Besides those killed, 308 aid workers were wounded, 125 kidnapped and 45 detained last year.
"Humanitarians must be respected and protected. They can never be targeted," UN Secretary-General Antonio Guterres said in a statement.
"This rule is non-negotiable and is binding on all parties to conflict, always and everywhere. Yet red lines are crossed with impunity."
He called for perpetrators to be brought to justice.
- 'Life-saving work' -
Provisional figures from the Aid Worker Security Database show that 265 aid workers have been killed this year, up to August 14.
"Attacks on this scale, with zero accountability, are a shameful indictment of international inaction and apathy," said UN aid chief Tom Fletcher, head of its humanitarian agency OCHA.
"Violence against aid workers is not inevitable. It must end."
The International Red Cross and Red Crescent Movement said 18 of their staff and volunteers had been killed so far this year "while carrying out their life-saving work".
"Each killing sends a dangerous message that their lives were expendable.
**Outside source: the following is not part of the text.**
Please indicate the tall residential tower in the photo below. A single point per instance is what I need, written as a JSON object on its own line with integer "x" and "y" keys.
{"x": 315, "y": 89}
They were not," the movement said.
Meanwhile the UN's World Health Organization said 1,121 health workers and patients had been killed and hundreds injured in attacks across 16 territories -- though most deaths were in Sudan.
"Each attack inflicts lasting harm, deprives entire communities of life-saving care when they need it the most, endangers health care providers, and weakens already strained health systems," the WHO said.
OCHA spokesman Jens Laerke said "very, very few" people had "ever been brought to justice for any of these attacks", with the UN human rights office urging countries bring perpetrators to account using the principle of universal jurisdiction.
World Humanitarian Day marks the day in 2003 when UN rights chief Sergio Vieira de Mello and 21 other humanitarians were killed in the bombing of the UN headquarters in Baghdad.